The executive committee meeting lacked some of the punch and urgency that attended the meetings leading up to the 25th reunion. Not unexpected. Class President Doug Keare, having jet-lagged in from yet another roundthe-world junket, conducted the meeting with his usual authority and dignity. Meaty issues, such as the Horizons program at the College, dues, the Alumni Council, and the scholarship fund, were discussed and will be elaborated upon in a more detailed report in that other rag edited by H. Flint Ranney. Dick Taylor is picking up where Wally Pugh left off as class agent for the Alumni Fund. By the time this is published, the 1982 drive will have already begun. We have an ambitious target after an impressive performance last year. We may lower our sights in dollar amount perhaps, but strong participation is still the watchword. No let-up, please.
As always happens, just after you put one of these columms to bed, you get some mail that should have been included. Sure enough, we have some more New Year's honors to bestow.
A brief blurb from Hanover reveals that last August, George Sherman represented Dartmouth at the inauguration of Gene A. Budig as chancellor of the University of Kansas. George is president of Laurel Bancshares in Kansas City and lives with his wife Joan in a charmingsounding place, Shawnee Mission. Joan is also a president, of the Studio Midwest, a retail needlepoint business which she built stitch by stitch. George might well have passed along to the new chancellor his remarks in our 25th reunion book about Dartmouth's new president: "I do not envy the new president of Dartmouth. His problems will be different ones; and changes will come about that will not be universally popular, especially among the alumni body. We must remember, however, that he is on the firing line in Hanover and we are not. He will need our support." Amen, George, in Kansas too.
"My life is unorthodox," wrote Charlie Morrissey in the 25th reunion book, "and despite a historian's quizzical concern for explaining a personal route from past to present, I am Mystified by the turns and sequences in my own quarter-century journey." Chalk up another turn and sequence." Charlie has been appointed editor of Vermont Life magazine. Vermont Life concerns itself with just that, is published quarterly, and goes to 120,000 subscribers, not all of whom can possibly live in Vermont. Charlie acknowledges that this new responsibility, when combined with his teaching loads at the University of Vermont and Middlebury College, will cut into his first love, oral history. This last has taken Charlie all over North America in the past six years and even to Singapore and Indonesia.
David Tonneson has been elected treasurer of S.B.A.N.E., the Smaller (that's what the release said) Business Association of New England. S.B.A.N.E. comprises 1,700 small business members, provides eduational programs for small business, and lobbies in Washington on behalf of small enterprise. David is managing partner of Tonneson, Mela, Curtin and Company in Wakefield, Mass., an accounting firm. He is also a trustee of Beverly Hospital.
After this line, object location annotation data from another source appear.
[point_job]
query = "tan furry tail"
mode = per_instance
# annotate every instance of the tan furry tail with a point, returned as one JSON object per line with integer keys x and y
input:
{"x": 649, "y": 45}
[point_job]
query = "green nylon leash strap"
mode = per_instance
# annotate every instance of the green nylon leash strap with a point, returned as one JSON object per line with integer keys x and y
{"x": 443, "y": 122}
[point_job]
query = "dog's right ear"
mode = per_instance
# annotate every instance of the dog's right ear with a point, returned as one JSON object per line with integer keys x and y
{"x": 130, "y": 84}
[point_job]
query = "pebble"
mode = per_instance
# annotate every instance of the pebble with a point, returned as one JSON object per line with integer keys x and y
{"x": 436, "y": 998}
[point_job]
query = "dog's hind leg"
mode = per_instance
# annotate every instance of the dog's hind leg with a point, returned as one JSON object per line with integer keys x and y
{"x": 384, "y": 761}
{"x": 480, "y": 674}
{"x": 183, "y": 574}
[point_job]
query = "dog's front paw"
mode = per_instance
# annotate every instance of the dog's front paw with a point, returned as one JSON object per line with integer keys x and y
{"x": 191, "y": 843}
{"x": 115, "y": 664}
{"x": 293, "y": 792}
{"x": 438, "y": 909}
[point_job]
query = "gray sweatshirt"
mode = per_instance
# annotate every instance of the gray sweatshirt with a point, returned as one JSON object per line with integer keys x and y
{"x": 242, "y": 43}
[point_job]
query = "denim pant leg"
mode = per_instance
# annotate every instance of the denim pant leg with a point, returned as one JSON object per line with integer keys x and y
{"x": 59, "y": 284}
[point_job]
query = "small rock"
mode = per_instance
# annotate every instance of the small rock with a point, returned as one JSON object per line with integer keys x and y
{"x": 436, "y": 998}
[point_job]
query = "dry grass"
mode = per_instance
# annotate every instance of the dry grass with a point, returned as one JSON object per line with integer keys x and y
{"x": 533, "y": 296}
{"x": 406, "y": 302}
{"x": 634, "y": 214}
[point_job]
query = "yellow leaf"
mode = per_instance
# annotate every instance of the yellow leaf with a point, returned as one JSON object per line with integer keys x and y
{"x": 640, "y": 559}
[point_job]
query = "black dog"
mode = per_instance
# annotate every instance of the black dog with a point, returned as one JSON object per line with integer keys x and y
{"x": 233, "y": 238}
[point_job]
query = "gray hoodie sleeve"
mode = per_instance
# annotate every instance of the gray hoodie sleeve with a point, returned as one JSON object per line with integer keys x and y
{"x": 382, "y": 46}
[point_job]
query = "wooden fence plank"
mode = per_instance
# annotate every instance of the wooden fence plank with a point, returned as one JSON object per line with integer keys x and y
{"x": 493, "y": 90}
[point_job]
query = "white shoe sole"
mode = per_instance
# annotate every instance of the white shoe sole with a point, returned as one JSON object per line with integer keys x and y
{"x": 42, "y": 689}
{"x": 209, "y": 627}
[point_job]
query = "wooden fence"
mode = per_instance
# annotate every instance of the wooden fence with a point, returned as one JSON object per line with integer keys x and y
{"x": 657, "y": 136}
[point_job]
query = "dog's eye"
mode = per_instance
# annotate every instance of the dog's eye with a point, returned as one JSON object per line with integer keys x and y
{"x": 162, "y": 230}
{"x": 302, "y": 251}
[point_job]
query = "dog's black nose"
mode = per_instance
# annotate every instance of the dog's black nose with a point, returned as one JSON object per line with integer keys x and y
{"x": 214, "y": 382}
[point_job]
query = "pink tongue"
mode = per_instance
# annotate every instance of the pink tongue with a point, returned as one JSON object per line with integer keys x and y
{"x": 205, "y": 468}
This has been quite a winter in the Northeast, as it appears to have been throughout the United States. Ann and I managed a spur-of- the-moment trip to Europe in mid-January and can report that winter over there was no better, or no worse, depending upon your point of view. Spring, thankfully, offers promise year after year. May yours also.
For his "outstanding overall service," Eliot Swift Lawrence '55 was given an Alumni Award on December 4. His successful banking career; his professional activities; his community service as a hospital trustee, United Fund chair, and trustee of the Marine Biological Laboratory; his corporate directorships; his College service as Club President of the Year in 1970, a class agent from 1960 to 1965, an Alumni Councilor from 1974 to 1977, and a member of Third Century Fund and Campaign for Dartmouth committees — plus the succession by his daughter Marcia '80 and son Jim '84 - were all cited in presenting him the award.